All right, next thing I want to solve for x, I'm gonna have to divide both sides by 3.
I divided both sides by 3.
Okay, that's okay.
You could always multiply or divide by a negative number and preserve the solution set,
so this is x is less than or equal to -2.
All right.
So remember, this means there are a lot of solutions, right?
So let's see, if there's 0, and let's say, there's 2.
And here's -2.
All right, it says x is less than or equal to -2, so that means that 2 is a solution
and numbers to the left of 2 are also solutions.
So, I could put a dot on -2 because that's part of the solution, as well as go to the left.
So this represents infinitely many numbers as solutions.
You can't list them all, right?
Like, there's -3.
-4. -2 1/2, etcetera.
Okay, now what we want to do is check this and make sure we've got it going
in the right direction, and to make sure really the dot should be at -2.

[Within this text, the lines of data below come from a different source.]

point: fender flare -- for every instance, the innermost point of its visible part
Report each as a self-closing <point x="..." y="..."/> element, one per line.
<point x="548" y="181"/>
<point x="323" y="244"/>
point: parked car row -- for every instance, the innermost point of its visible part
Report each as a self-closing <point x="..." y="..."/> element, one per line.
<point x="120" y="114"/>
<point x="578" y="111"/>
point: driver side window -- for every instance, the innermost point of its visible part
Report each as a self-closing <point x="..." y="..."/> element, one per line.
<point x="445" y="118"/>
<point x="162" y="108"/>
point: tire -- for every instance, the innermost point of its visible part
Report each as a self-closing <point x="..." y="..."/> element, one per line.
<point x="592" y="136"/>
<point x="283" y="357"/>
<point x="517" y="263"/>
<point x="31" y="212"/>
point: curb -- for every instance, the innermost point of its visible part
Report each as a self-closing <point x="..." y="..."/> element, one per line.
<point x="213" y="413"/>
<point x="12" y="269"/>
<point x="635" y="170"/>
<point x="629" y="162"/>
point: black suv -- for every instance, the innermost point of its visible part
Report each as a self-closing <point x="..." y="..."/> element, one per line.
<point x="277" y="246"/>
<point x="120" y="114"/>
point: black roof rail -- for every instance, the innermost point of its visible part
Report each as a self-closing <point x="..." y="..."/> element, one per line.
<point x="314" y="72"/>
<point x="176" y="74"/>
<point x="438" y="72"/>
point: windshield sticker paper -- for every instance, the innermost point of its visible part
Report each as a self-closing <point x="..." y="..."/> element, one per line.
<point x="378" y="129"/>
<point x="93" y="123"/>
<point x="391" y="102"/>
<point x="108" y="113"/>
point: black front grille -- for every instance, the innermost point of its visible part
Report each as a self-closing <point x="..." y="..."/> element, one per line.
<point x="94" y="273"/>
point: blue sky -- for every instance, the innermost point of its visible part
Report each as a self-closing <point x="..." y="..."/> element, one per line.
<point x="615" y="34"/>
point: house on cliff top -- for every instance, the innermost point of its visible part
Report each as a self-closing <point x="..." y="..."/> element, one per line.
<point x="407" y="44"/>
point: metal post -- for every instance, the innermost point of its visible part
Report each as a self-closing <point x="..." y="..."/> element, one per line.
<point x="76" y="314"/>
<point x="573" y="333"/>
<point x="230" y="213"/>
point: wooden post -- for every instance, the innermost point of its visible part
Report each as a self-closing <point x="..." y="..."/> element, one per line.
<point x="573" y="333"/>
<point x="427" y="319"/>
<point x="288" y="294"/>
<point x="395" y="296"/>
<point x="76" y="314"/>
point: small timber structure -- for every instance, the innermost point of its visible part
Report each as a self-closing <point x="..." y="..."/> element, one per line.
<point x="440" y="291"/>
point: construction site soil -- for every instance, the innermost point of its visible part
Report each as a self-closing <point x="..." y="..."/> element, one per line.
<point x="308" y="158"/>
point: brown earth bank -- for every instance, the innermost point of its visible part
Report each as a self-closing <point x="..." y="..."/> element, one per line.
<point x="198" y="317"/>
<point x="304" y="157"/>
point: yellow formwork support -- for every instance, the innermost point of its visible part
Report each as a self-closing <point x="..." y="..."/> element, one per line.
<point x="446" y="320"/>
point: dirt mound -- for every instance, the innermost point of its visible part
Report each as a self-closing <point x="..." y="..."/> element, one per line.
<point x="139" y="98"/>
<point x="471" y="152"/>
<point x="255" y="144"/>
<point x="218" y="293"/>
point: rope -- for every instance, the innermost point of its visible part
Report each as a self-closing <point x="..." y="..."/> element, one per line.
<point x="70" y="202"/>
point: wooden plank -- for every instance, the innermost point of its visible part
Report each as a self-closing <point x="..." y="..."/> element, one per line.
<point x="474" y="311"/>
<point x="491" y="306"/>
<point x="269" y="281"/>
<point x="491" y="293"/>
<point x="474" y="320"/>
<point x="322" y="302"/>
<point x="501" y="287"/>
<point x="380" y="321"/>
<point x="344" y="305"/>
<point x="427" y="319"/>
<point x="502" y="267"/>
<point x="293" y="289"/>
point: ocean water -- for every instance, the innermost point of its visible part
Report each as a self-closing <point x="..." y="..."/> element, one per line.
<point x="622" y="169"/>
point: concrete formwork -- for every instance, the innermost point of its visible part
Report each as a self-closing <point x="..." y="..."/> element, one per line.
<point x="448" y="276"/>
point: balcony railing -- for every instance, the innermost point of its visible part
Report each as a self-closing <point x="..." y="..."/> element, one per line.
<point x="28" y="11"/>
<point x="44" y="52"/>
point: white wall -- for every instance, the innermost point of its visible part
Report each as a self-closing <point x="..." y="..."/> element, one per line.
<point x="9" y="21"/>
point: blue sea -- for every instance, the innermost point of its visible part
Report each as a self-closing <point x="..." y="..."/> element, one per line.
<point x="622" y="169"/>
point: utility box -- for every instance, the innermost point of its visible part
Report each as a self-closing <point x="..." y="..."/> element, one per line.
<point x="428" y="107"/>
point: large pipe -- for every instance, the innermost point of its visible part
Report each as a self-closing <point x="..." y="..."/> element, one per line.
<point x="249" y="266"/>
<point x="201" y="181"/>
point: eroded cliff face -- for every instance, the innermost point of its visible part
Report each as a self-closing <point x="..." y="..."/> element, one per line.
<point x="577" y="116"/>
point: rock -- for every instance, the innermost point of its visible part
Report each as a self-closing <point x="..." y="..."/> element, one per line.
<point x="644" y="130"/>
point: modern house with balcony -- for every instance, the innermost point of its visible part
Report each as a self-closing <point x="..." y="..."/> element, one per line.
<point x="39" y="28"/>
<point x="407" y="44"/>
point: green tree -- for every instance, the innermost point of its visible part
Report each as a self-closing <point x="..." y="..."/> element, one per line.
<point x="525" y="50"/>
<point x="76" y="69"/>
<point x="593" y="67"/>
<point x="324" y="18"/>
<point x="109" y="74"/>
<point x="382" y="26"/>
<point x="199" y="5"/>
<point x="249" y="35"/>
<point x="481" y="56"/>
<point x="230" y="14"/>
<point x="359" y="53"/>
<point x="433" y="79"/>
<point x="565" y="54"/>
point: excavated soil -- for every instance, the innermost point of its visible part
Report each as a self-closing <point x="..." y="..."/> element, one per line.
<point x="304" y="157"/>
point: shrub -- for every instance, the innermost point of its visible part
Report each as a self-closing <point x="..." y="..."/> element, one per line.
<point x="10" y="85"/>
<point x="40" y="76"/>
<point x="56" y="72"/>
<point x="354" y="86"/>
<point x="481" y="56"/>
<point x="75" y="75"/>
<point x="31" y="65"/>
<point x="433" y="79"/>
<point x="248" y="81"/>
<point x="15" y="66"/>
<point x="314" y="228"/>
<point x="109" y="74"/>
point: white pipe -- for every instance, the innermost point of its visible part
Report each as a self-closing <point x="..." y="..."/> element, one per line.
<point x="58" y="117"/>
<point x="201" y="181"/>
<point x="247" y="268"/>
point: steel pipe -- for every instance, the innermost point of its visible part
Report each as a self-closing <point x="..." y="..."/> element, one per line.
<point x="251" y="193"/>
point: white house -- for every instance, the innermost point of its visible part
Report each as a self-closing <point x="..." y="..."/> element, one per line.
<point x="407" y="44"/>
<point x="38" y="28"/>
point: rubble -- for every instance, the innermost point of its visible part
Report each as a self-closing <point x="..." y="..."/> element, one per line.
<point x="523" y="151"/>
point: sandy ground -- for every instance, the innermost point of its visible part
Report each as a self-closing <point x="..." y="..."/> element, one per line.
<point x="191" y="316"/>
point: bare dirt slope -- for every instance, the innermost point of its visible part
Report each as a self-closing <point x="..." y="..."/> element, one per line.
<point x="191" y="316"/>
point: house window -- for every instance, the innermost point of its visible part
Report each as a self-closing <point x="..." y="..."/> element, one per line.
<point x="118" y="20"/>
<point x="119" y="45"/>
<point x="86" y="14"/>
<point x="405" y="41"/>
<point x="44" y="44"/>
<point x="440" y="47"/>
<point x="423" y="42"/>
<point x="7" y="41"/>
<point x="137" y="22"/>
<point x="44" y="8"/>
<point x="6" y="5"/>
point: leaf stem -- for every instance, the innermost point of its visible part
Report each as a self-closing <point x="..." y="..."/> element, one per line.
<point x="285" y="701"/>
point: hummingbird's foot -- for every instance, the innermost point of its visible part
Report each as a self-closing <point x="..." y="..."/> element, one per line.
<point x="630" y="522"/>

So it's really a two-step process to check it.
So first of all, let's check that 2 makes -- is a solution, right, because I've got a dot on 2.
So first let's check to make sure x is 2 is a solution, into the original inequality.
All right, so what we're going to do is plug in 2 for x, and we have six --
I'm sorry, I'm plugging in -2, so that's gonna be -6-4,
and -6-4 is -10, and the other side's -10.
And what I want, I want to make sure that 10 is less than or equal to -10.
Actually, it's equal, right?
It says it could either -- either both sides could equal, or the left side has to be less
than the right-hand side, so 2 is certainly a solution.
Now, we also have to check that a number to the left of 2 is a solution,
or we could check that a number to the right of 2 is not a solution.
You can do either way.
So let's continue, all right?
Let's say, the original problem, again, was 3x-4 is less than or equal to -- I think it was -10.
All right, so let's check that some number to the right is not a solution.
I usually like to check 0 because it's super easy to plug in for x.
So x equals 0 should not be a solution, right?
Keep that in mind.
It should not be a solution, so let's check 0.
I'm just gonna plug in 0.
So we have 3 times 0-4.
-4 on this side, and the right side is -10.
And -4 is less than -10?
No, -4 is bigger.
Perfect. We didn't want it to be a solution,
so it's good that the solution set is not going through zero.
So therefore, this is the correct solution.
So this is just a check.
Now, if you wanted to check something else, you can check to see that x equals, let's say, -5,
for instance, that's a number that should be a solution, so let's see what if I plug in -5?
That should make it a solution.
So, if we plug in -5 for x, we have -15-4, which is -19 on this side.
And is -19 less than -10?
Yes. Perfect.
So again, what we had originally is correct right here.
x is less than or equal to -2, and if I were asked
to graph it, this is what it would look like.
Okay, let's look at another example.
We have -2/3x is less than or equal to 2.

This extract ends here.